Keywords: problem formulation validation, domain similarity metrics, data audit, multimodal LLMs, hybrid systems, computer vision.
TL;DR: This paper proposes a three-level early-validation toolkit and a hybrid LLM-CV architecture to evaluate computer vision task formulations for logical and physical consistency before computationally expensive training begins.

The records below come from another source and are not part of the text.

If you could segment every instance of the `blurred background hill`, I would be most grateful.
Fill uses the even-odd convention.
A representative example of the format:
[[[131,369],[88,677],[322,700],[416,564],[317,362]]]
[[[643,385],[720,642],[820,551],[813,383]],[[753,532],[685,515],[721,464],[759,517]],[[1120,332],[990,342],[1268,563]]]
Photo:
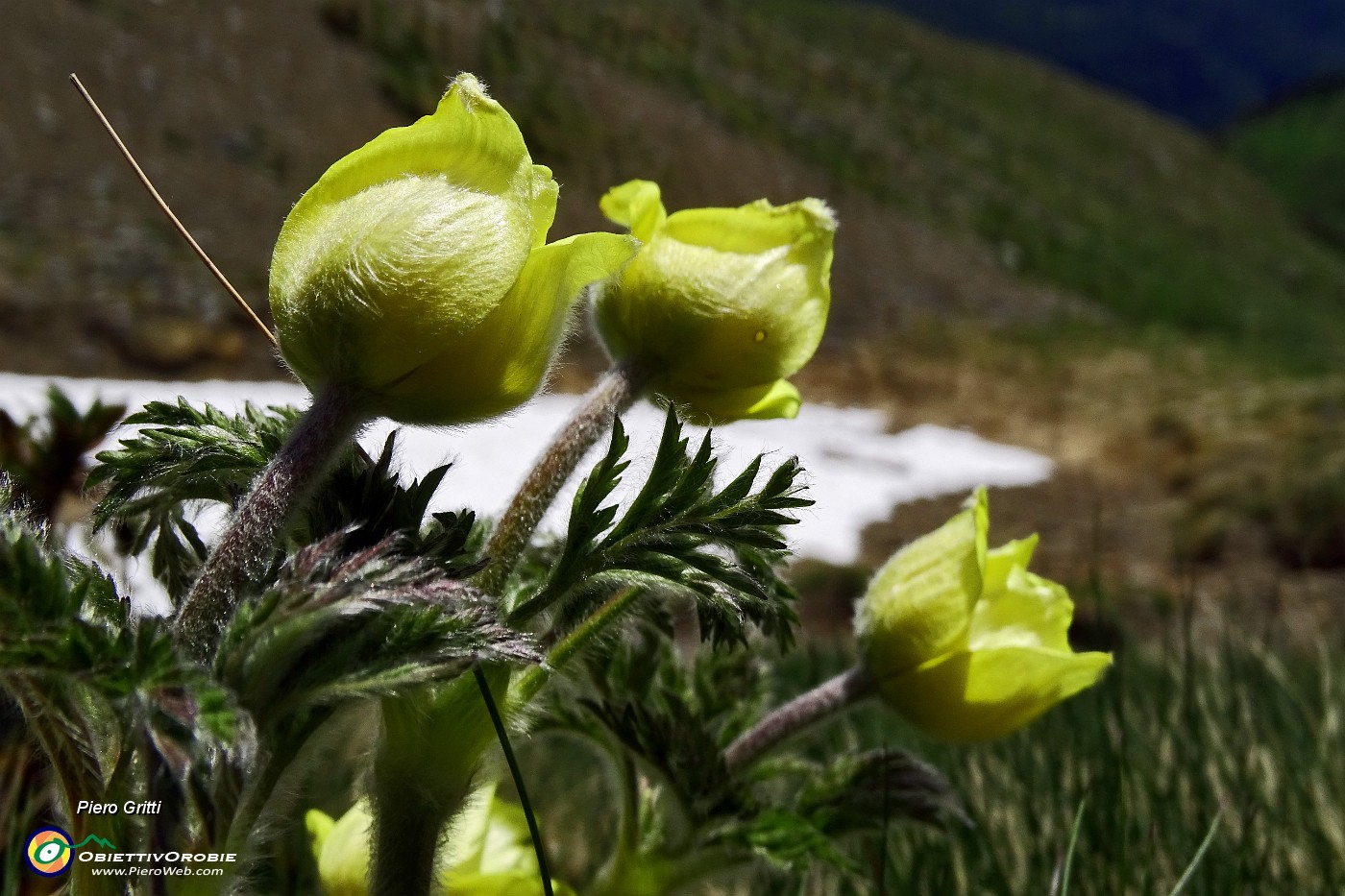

Abstract: The effectiveness of developing computer vision systems depends on the correctness of the initial task formulation and on assessing whether the target requirements are compatible with the capabilities of the chosen base models. This paper proposes a systematic approach to early task-formulation validation that identifies negative transfer risks, architectural constraints, and logical inconsistencies before computationally expensive design and training begin. The proposed approach is general and can be applied to problems solved using direct analytical methods, classical machine learning, and modern neural networks.
First, the paper organizes task-audit metrics into three levels: data analysis (KL divergence, MMD), model analysis (linear probing, Anchor Alignment Score), and training-dynamics analysis. The toolkit is shown to function as an effective Go/No-Go filter that evaluates not only whether fine-tuning or an algorithmic solution is feasible, but also whether the task statement itself is logically coherent and physically observable.
Next, the paper discusses a fundamental shift in recognition task formulation driven by multimodal large language models (MLLMs). It examines mechanisms for projecting visual features into a semantic space (MLP projectors, C-Abstractor) and new ways to specify tasks via natural-language instructions, which helps overcome the limitations of rigid class taxonomies. To achieve robustness in challenging conditions, a hybrid “Orchestrator–Executor” architecture is proposed: an LLM serves as the strategic node (semantic context validation), while specialized CV models (e.g., YOLO, SAM) provide tactical accuracy (geometric validation). Finally, end-to-end mission quality control metrics (Mission Success Rate) are introduced to link technical performance to business requirements.